To facilitate the generation of compound sentences, triplets were grouped based on their subject. By employing a probabilistic function, the model was trained to generate a varying range of triplet sets. This methodology was designed to capture the intricate relationships between entities in a structured yet fluid manner.

Here is an example showing how two grouped triplets translates into a single compound sentence:

Input Pair:
"Tom | Is A | American"
"Tom | Works As | Engineer

Compund Output: 
"Tom is an american who works as an engineer"."

The second model explored is the Generative Pre-trained Transformer (GPT). GPT's architecture is decoder-only, making it particularly skilled at predicting subsequent words based on its training. While this architecture excels in generating coherent sequences, it doesn't have the explicit input-to-output mapping that encoder-decoder models like T5 possess. This makes it excellent for free-form text generation, but it also means that for tasks requiring a strict correspondence between input and output, additional strategies or fine-tuning might be necessary to achieve optimal results.

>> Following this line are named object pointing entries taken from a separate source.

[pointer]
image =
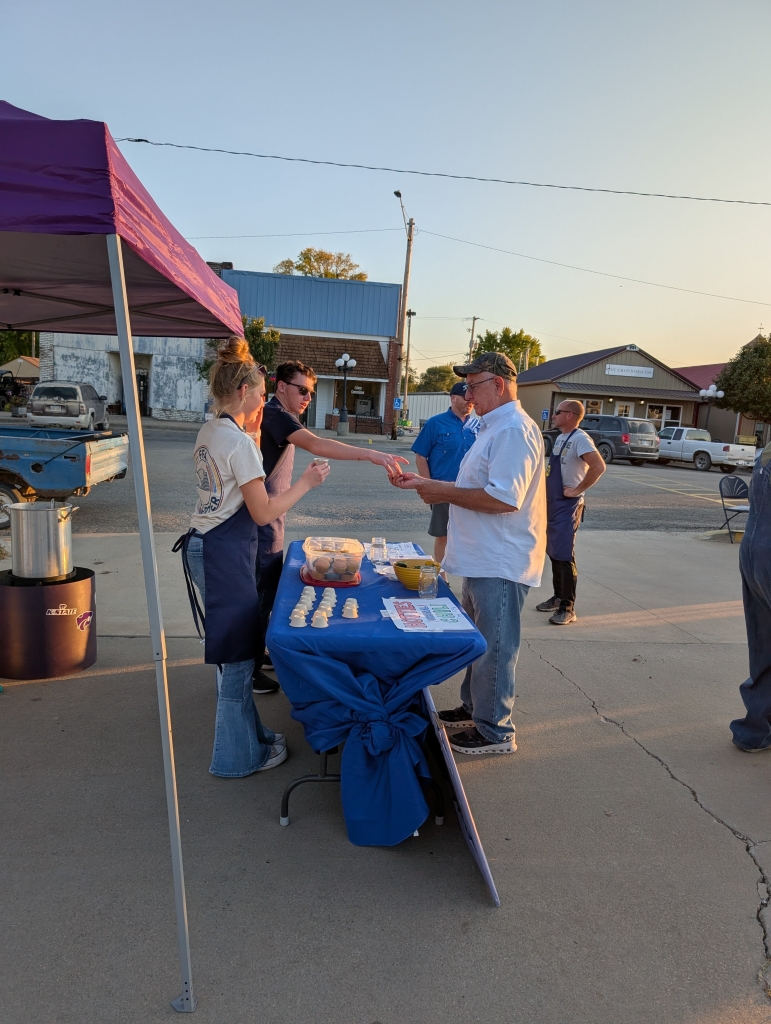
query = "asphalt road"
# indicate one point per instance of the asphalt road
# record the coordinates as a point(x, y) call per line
point(357, 499)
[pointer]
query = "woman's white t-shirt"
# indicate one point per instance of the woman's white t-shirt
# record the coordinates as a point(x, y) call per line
point(225, 458)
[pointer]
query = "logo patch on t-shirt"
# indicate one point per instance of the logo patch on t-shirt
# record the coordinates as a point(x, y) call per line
point(209, 481)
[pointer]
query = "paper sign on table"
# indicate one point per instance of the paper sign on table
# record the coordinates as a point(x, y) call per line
point(402, 549)
point(419, 614)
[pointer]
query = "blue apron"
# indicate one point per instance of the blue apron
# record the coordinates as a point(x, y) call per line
point(563, 514)
point(231, 621)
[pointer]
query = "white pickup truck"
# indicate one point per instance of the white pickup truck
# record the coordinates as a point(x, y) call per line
point(691, 444)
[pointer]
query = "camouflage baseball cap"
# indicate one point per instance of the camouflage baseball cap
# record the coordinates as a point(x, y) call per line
point(489, 363)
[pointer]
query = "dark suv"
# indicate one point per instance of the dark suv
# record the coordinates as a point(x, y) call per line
point(616, 437)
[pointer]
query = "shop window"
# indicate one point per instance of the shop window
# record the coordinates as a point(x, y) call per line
point(655, 415)
point(361, 397)
point(673, 416)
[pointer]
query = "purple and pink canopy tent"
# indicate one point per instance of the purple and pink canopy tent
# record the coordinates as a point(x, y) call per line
point(83, 248)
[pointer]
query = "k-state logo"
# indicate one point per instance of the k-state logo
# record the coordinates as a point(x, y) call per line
point(61, 610)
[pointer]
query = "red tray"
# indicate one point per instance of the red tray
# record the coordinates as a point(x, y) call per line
point(306, 578)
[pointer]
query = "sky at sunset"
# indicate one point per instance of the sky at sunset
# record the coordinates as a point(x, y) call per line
point(661, 97)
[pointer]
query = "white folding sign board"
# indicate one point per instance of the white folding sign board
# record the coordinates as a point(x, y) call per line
point(465, 817)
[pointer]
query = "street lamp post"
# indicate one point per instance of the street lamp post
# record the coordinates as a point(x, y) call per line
point(410, 228)
point(345, 363)
point(710, 394)
point(405, 406)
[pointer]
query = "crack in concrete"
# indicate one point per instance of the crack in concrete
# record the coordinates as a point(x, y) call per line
point(764, 883)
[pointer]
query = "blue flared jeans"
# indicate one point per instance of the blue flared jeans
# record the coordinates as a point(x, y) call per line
point(242, 743)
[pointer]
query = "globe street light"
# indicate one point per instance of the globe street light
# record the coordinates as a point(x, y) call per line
point(345, 363)
point(710, 394)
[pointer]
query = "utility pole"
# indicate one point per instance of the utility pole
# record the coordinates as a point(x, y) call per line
point(410, 314)
point(410, 226)
point(471, 343)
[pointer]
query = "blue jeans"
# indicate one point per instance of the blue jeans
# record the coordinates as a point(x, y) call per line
point(754, 730)
point(487, 690)
point(242, 743)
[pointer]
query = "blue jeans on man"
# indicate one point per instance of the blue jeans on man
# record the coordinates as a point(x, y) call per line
point(753, 732)
point(487, 691)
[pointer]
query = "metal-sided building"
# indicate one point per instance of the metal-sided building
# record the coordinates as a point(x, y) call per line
point(319, 318)
point(620, 381)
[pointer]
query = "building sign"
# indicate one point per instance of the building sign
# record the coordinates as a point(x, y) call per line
point(619, 370)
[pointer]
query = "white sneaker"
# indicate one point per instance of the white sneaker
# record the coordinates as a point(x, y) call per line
point(276, 757)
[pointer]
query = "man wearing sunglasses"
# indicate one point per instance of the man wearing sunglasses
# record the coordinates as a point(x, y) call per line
point(497, 542)
point(281, 433)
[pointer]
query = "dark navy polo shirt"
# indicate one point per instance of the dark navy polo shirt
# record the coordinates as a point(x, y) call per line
point(443, 441)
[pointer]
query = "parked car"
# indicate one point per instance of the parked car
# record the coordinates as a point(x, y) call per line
point(67, 404)
point(692, 444)
point(616, 437)
point(42, 464)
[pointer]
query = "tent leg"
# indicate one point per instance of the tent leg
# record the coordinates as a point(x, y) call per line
point(186, 1001)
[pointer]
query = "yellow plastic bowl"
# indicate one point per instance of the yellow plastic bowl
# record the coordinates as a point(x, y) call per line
point(408, 570)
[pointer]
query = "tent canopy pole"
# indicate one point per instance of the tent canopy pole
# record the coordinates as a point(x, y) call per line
point(186, 1001)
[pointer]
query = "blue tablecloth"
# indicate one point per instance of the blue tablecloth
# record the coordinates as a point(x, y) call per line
point(358, 682)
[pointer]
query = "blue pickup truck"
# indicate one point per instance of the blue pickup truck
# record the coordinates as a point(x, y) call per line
point(42, 462)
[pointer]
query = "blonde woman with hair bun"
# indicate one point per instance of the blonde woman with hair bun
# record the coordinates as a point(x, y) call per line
point(219, 553)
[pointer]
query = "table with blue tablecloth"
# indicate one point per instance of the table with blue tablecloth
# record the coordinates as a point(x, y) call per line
point(358, 682)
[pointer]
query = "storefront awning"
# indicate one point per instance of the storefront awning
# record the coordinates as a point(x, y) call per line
point(627, 391)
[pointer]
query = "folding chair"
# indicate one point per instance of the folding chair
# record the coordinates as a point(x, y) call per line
point(732, 491)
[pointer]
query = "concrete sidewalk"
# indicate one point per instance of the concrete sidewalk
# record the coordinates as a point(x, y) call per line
point(629, 840)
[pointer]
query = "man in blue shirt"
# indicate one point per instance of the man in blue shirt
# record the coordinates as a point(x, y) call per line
point(439, 449)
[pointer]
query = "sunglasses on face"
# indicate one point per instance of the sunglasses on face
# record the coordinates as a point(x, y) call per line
point(302, 389)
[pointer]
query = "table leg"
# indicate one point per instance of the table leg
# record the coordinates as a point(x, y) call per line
point(322, 776)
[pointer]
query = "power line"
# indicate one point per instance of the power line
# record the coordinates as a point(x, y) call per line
point(442, 174)
point(292, 235)
point(600, 273)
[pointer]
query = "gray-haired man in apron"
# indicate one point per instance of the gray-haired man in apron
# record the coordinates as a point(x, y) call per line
point(573, 467)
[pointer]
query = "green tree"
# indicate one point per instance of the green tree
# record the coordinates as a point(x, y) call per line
point(15, 343)
point(437, 379)
point(746, 380)
point(513, 344)
point(322, 263)
point(262, 341)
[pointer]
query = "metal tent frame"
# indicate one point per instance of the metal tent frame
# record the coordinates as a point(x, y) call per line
point(185, 1003)
point(80, 237)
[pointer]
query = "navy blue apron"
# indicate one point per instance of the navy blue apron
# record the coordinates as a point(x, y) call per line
point(563, 514)
point(231, 621)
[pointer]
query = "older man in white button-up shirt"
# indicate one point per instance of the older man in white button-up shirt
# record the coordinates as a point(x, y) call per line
point(497, 542)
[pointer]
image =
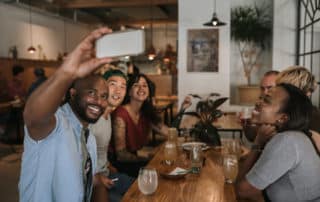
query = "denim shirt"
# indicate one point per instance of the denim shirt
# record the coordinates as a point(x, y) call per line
point(51, 168)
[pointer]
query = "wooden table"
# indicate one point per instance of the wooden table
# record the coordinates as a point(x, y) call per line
point(207, 186)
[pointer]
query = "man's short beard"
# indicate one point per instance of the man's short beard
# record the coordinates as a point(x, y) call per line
point(80, 110)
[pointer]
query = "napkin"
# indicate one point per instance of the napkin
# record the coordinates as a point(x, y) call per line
point(178, 171)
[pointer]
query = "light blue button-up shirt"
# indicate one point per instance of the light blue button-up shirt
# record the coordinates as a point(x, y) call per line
point(51, 168)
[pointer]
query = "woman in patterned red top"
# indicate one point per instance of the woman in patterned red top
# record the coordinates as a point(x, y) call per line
point(133, 123)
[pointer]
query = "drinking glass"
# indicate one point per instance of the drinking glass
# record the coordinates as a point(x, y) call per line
point(245, 116)
point(230, 167)
point(196, 158)
point(170, 152)
point(234, 147)
point(147, 180)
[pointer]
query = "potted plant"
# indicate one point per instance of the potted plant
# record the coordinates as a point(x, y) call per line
point(251, 29)
point(206, 111)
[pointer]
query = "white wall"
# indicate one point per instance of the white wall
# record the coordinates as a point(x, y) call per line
point(192, 14)
point(48, 31)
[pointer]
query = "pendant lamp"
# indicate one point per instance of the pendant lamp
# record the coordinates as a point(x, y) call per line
point(31, 49)
point(214, 22)
point(151, 50)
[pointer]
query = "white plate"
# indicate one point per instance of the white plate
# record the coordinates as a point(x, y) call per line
point(187, 146)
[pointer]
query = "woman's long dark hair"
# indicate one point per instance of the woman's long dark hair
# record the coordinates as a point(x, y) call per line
point(298, 108)
point(147, 109)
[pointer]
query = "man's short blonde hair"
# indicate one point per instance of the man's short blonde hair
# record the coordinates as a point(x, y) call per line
point(298, 76)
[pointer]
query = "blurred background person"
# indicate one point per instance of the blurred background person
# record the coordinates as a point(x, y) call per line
point(40, 75)
point(268, 81)
point(302, 78)
point(16, 88)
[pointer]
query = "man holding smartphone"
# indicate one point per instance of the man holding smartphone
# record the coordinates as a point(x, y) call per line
point(59, 158)
point(116, 183)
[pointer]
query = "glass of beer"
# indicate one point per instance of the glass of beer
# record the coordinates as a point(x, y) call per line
point(170, 152)
point(147, 180)
point(196, 158)
point(245, 116)
point(230, 167)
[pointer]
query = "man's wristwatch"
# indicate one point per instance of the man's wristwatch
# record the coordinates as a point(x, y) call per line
point(256, 147)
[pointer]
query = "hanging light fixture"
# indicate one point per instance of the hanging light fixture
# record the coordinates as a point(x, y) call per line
point(151, 50)
point(169, 50)
point(65, 38)
point(31, 49)
point(214, 22)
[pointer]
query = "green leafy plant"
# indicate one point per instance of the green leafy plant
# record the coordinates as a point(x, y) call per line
point(206, 111)
point(251, 28)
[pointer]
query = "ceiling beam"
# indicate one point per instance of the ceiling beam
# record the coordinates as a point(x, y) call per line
point(114, 4)
point(142, 22)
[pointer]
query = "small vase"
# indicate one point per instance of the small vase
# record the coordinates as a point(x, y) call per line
point(209, 134)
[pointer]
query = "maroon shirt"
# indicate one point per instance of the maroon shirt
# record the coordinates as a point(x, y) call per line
point(136, 134)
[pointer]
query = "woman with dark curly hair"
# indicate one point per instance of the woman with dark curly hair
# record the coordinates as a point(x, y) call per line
point(133, 123)
point(284, 162)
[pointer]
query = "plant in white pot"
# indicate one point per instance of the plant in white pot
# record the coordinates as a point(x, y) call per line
point(251, 29)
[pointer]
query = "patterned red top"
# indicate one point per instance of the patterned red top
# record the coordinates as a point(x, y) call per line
point(136, 134)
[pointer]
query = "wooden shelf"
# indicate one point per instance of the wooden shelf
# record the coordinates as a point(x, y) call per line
point(29, 62)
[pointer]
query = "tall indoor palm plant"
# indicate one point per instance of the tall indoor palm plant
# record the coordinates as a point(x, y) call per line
point(206, 111)
point(251, 29)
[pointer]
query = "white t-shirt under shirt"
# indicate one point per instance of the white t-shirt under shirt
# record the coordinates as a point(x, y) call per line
point(102, 131)
point(288, 168)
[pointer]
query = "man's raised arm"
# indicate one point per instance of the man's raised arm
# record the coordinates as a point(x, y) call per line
point(45, 100)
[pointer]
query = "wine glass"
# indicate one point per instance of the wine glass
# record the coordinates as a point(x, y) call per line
point(230, 167)
point(147, 180)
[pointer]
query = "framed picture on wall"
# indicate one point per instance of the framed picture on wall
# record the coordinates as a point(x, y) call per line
point(202, 53)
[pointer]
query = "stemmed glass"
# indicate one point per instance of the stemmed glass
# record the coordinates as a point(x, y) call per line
point(147, 180)
point(230, 167)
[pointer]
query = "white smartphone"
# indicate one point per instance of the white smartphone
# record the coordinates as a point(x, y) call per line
point(122, 43)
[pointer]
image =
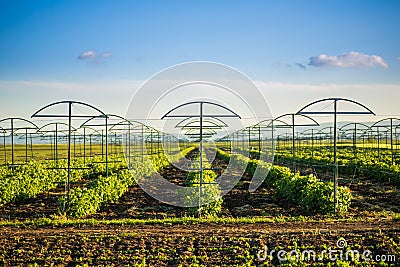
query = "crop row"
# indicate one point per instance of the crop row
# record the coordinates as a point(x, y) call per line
point(210, 198)
point(312, 195)
point(376, 168)
point(88, 200)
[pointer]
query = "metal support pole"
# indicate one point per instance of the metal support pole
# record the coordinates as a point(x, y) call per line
point(84, 145)
point(391, 139)
point(12, 144)
point(293, 145)
point(106, 146)
point(69, 150)
point(335, 172)
point(26, 144)
point(201, 157)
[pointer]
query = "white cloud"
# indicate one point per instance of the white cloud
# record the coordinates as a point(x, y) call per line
point(87, 55)
point(349, 60)
point(106, 54)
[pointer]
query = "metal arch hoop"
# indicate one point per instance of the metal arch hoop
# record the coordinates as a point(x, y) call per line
point(215, 118)
point(369, 111)
point(15, 129)
point(70, 116)
point(335, 113)
point(36, 114)
point(200, 102)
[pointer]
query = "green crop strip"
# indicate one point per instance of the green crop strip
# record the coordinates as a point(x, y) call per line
point(312, 195)
point(211, 194)
point(88, 200)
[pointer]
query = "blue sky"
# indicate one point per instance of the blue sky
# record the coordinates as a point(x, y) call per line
point(101, 51)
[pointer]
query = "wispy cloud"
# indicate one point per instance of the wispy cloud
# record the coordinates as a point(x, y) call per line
point(87, 55)
point(106, 54)
point(93, 57)
point(348, 60)
point(289, 65)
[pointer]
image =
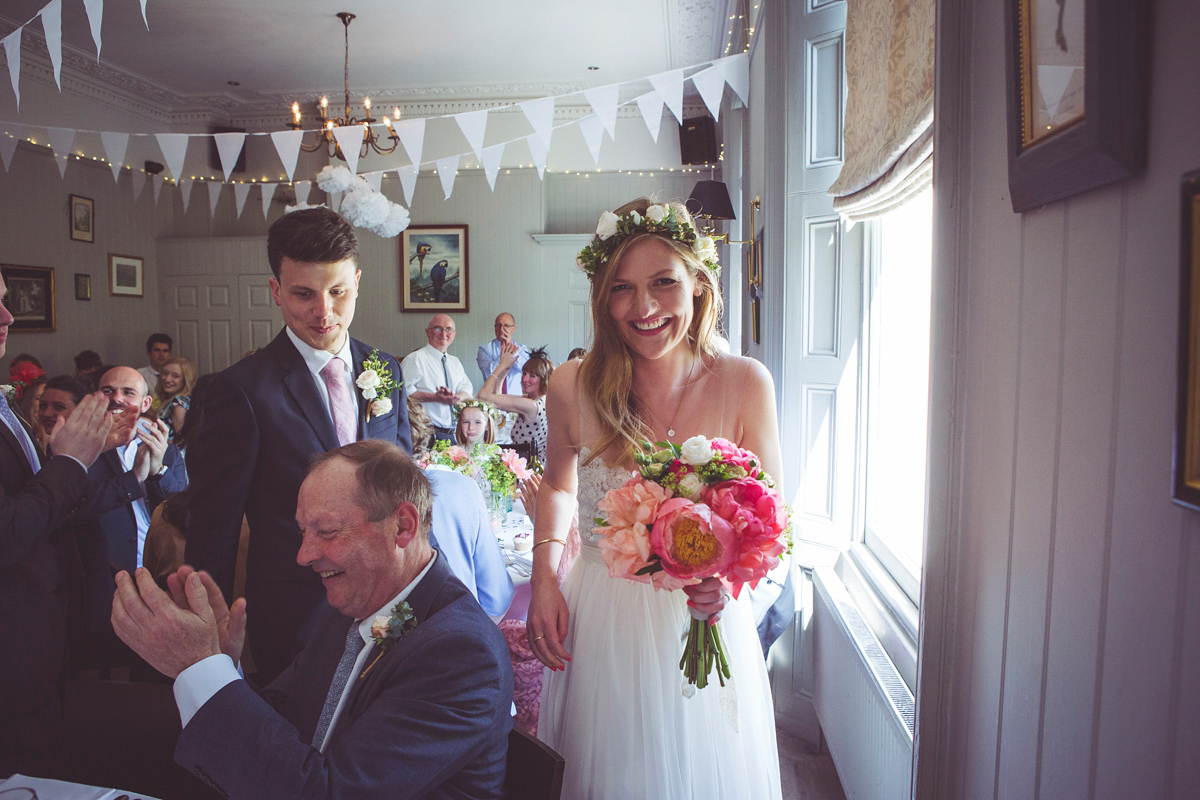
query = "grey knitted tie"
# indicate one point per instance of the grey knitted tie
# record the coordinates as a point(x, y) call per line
point(354, 645)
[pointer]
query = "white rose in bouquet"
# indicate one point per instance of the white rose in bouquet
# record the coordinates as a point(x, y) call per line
point(696, 451)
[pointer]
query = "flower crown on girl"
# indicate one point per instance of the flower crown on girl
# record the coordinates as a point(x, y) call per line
point(473, 402)
point(659, 218)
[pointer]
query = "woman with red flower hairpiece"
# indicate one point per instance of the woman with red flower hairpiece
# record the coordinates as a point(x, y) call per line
point(615, 702)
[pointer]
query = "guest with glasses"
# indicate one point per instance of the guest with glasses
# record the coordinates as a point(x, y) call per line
point(437, 378)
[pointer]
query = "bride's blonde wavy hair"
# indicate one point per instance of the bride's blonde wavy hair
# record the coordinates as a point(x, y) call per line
point(606, 374)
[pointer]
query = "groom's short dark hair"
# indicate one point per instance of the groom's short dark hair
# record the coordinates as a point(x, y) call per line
point(311, 235)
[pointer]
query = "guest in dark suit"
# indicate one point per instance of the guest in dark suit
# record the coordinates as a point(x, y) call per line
point(405, 687)
point(267, 415)
point(37, 564)
point(129, 482)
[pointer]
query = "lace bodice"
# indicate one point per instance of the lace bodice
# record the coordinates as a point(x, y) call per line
point(595, 480)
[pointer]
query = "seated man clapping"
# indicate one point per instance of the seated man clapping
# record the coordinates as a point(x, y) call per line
point(405, 686)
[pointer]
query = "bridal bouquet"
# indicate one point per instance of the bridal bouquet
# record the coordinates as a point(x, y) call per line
point(502, 468)
point(693, 511)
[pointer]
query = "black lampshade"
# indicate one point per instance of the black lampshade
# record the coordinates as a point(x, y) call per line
point(711, 199)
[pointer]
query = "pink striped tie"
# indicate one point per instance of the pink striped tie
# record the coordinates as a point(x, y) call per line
point(341, 404)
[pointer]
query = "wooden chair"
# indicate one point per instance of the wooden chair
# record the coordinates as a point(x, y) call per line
point(534, 770)
point(123, 734)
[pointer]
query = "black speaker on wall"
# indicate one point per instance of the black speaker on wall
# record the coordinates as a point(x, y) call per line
point(697, 140)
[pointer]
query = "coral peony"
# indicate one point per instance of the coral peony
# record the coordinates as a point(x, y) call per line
point(691, 540)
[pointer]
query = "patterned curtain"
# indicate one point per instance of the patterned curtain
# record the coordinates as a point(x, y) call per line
point(888, 134)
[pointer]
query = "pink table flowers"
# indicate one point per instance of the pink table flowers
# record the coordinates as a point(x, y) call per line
point(693, 511)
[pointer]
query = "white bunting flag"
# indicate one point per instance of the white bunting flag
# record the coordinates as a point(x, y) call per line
point(185, 191)
point(593, 134)
point(473, 126)
point(711, 85)
point(139, 181)
point(95, 10)
point(407, 176)
point(412, 136)
point(174, 150)
point(651, 106)
point(52, 25)
point(736, 70)
point(268, 196)
point(670, 88)
point(240, 192)
point(447, 170)
point(287, 144)
point(349, 139)
point(540, 114)
point(538, 149)
point(7, 146)
point(115, 144)
point(60, 143)
point(304, 188)
point(491, 161)
point(214, 196)
point(604, 101)
point(12, 52)
point(229, 148)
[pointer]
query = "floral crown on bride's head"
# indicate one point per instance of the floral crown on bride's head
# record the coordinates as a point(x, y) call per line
point(659, 218)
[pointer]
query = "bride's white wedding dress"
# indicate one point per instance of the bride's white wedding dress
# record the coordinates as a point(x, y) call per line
point(618, 713)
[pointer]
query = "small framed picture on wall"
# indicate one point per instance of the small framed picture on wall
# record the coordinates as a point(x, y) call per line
point(433, 269)
point(83, 218)
point(125, 276)
point(30, 298)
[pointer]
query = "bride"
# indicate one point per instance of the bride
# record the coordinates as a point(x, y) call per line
point(613, 699)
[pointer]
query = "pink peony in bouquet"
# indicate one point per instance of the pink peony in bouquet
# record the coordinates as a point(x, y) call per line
point(694, 511)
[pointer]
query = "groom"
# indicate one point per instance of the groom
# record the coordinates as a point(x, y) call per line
point(265, 416)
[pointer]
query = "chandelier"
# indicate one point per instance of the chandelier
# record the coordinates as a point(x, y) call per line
point(371, 140)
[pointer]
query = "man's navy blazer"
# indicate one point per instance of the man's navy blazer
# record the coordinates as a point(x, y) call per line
point(429, 720)
point(106, 516)
point(263, 421)
point(39, 563)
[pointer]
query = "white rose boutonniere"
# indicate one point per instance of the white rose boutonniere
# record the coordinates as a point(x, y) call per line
point(376, 384)
point(379, 407)
point(369, 382)
point(607, 224)
point(696, 451)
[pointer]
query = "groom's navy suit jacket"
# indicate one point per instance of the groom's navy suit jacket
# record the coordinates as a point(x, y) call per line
point(429, 720)
point(263, 421)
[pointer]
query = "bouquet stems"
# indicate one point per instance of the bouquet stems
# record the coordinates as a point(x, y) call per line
point(703, 650)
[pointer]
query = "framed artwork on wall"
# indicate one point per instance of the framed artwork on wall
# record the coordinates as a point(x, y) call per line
point(125, 276)
point(83, 218)
point(1077, 96)
point(435, 269)
point(1187, 420)
point(30, 298)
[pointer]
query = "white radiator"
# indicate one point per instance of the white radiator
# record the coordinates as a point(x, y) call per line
point(865, 709)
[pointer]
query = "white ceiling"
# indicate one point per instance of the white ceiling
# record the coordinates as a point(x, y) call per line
point(400, 49)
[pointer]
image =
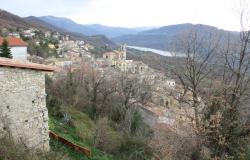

To ensure the generated content from GPT remains contextually relevant and accurate, a filtering step was introduced. This involved creating candidate sentences for each triplet and selecting the one with the highest semantic closeness (measured using cosine similarity) to the article's title vector. This step was hypothesized to enhance the generation of summaries that are contextually aligned with the article's title, minimizing the introduction of unrelated details.

An example:

Title: "Tom's Passion for Books"
Triplet from Sentence Body: "Tom | Loves | Reading" 

Candidates w Cosine Similarity: 
1. "Tom has a deep affection for reading" (0.85) 
2. "Tom spends his time loving books" (0.81)
3. "Reading is what Tom loves the most" (0.88) <- selected
4. "Tom's favorite hobby is playing soccer" (0.40)
5. "Tom often finds solace in reading"


The third sentence, "Reading is what Tom loves the most", has the highest similarity score of 0.88. Thus, it's selected as the most contextually relevant sentence to the article's title. This process ensures that the generated sentence not only stems from the provided triplet but also aligns well with the broader context of the article.

Baselines

We set our models against a standard unsupervised summarizer using LexRank. In simple terms, we use Sentence-BERT to turn sentences into numerical values, or "embeddings". We then find how similar these sentences are to each other and pick the most central ones as our summary. This gives us a concise version of the original text.

Next, we aim to make this summary even simpler to read.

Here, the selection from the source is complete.